Rev. Frank J. Murray (born March 12, 1949) is an American Catholic priest and former Democratic state representative from Maine.
Murray was born and grew up on Maple Street in Bangor, Maine to Robert Emmett and Laura Murray. Both of his grandfathers were named Frank J. He has a younger brother, Robert Emmett, Jr., and an older sister, Cynthia, who married Severin Beliveau. His great uncle was Edward P. Murray.
Murray attended St. John's School and then John Bapst Memorial High School. He is of French, English, and Irish descent. His father was active in Democratic politics.
Murray attended the University of Maine at Orono where he received a bachelor's degree in mathematics. During his junior and senior years in 1969 and 1970, when he was 20 years old, he ran for a seat in the Maine House of Representatives. When elected, Murray was the youngest member of the House. Murray put off graduation for a semester to go to work at the state capital, and finished his degree in between sessions of the legislature.
He was then reelected for a second term in the Maine House. In the House, Murray served on the education and reapportionment committees. Murray then ran for a seat in the Maine Senate in 1974 but was defeated by 163 votes. The following January he ran for Secretary of State, which is elected by the members of the House and Senate, but lost by a single vote.
In 1972 he ran Elmer Violette, a close friend's, congressional campaign. He served as a delegate to a number of Maine Democratic Party conventions and the 1972 Democratic National Convention. Murray also served on the Maine Human Rights Commission.
For four years he taught math at John Bapst Memorial High School in Bangor, where he also served as a coach.
He entered the seminary in 1977 at Theological College at The Catholic University of America and received a Master's of Divinity in 1981. He was ordained by Bishop Edward C. O'Leary on June 6, 1981 at St. John Church in Bangor. During his time at Catholic University, President Jimmy Carter came to Bangor and stayed at the Murray family home. When Carter learned that Murray was a student at Catholic University, he invited Murray to fly back to Washington on Air Force One.
His first assignment as a priest, which lasted for six years, was a chaplain at the Maine Medical Center. While remaining at the hospital, he did campus ministry at the University of Southern Maine and did pastoral work at Sacred Heart Parish in Portland beginning in 1983. Murray became the campus minister at the University of Maine in July 1987, a post he held for seven years, while also serving as pastor of Our Lady of Wisdom in Orono.

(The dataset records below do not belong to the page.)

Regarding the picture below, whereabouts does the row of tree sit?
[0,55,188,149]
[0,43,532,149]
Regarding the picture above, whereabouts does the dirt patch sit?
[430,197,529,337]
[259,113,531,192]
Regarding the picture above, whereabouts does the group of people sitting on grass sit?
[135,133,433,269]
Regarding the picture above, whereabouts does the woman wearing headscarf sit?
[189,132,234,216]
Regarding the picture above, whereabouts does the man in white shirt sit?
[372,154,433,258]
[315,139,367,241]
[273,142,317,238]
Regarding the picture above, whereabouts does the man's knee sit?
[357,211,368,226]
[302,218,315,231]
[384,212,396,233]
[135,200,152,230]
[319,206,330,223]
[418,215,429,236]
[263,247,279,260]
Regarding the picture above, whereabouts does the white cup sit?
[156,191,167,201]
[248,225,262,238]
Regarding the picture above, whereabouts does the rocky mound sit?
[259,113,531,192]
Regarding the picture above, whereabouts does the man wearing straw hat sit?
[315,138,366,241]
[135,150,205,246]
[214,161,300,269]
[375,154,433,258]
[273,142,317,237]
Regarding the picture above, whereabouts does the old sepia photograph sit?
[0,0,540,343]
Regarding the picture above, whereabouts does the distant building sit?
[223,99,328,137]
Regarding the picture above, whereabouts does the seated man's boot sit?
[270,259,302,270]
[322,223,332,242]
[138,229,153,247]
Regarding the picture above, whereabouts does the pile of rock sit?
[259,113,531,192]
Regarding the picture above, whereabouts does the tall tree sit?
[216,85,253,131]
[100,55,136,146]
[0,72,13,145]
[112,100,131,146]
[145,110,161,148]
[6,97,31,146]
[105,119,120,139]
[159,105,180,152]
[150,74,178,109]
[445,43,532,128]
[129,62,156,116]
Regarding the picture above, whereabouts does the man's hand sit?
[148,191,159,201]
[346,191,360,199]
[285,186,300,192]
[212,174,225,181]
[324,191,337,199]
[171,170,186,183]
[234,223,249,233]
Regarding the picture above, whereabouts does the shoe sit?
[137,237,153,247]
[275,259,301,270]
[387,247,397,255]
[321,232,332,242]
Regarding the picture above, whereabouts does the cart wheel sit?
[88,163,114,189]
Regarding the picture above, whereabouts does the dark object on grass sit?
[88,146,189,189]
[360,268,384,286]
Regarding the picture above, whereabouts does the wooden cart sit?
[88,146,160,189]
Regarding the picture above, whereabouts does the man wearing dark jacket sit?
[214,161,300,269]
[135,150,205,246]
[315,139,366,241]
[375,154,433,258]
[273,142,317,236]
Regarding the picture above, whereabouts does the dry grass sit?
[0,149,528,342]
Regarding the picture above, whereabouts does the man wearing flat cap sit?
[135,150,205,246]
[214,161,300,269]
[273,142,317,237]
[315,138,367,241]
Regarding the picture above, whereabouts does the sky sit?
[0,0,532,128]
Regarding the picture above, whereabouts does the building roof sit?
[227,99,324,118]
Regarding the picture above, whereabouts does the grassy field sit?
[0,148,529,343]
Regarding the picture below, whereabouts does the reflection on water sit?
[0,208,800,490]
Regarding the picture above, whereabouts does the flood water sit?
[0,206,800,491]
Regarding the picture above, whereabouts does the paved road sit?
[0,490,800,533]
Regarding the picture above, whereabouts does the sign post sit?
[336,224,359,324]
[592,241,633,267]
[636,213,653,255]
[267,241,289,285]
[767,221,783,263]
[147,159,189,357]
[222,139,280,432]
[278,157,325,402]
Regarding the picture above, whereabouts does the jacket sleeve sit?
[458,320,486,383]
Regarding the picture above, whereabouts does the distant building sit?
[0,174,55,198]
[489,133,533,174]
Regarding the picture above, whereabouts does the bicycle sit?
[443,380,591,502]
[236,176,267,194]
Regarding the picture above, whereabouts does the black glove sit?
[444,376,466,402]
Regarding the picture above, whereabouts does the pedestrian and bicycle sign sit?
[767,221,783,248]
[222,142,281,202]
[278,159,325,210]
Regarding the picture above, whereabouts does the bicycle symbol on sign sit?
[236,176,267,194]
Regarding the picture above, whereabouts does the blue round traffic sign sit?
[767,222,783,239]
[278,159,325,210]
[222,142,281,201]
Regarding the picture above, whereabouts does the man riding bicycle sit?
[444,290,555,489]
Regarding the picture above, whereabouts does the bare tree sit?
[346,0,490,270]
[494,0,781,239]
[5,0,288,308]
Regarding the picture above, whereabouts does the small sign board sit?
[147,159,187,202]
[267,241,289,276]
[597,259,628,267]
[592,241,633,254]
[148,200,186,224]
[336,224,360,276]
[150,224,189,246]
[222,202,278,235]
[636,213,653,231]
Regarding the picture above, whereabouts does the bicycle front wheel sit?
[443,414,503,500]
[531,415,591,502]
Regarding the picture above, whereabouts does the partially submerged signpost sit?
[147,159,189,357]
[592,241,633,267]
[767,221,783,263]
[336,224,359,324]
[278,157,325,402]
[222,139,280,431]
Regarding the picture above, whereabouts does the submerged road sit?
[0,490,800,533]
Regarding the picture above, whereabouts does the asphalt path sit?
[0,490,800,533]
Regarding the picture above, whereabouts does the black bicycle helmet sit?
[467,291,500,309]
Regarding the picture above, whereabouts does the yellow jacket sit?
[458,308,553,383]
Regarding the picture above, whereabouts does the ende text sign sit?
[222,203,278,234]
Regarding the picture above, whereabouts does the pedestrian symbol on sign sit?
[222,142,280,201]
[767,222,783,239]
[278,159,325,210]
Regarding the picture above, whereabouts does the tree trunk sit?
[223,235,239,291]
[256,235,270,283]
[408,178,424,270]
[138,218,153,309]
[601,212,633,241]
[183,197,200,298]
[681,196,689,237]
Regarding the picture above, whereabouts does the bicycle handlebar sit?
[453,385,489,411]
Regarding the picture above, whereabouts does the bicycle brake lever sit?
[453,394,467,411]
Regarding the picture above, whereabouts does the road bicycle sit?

Following this, in 1989 he served in a number of parishes, including at St. Mary Parish in Bangor for nine years. He then moved to Sacred Heart parish, St. Louis parish, and St. Philip Parish, all in Auburn in 2003 where he stayed for six years. Murray was named administrator of the newly formed All Saints Parish in Brunswick in July 2009 and, in May 2010, he was named pastor., he is pastor of St. Paul the Apostle parish in Bangor, a six church parish.
Murray won the Lifetime Service Award in 2019, Theological College's centennial year. He has also served as the director of vocations and the director of seminarians for the Diocese of Portland.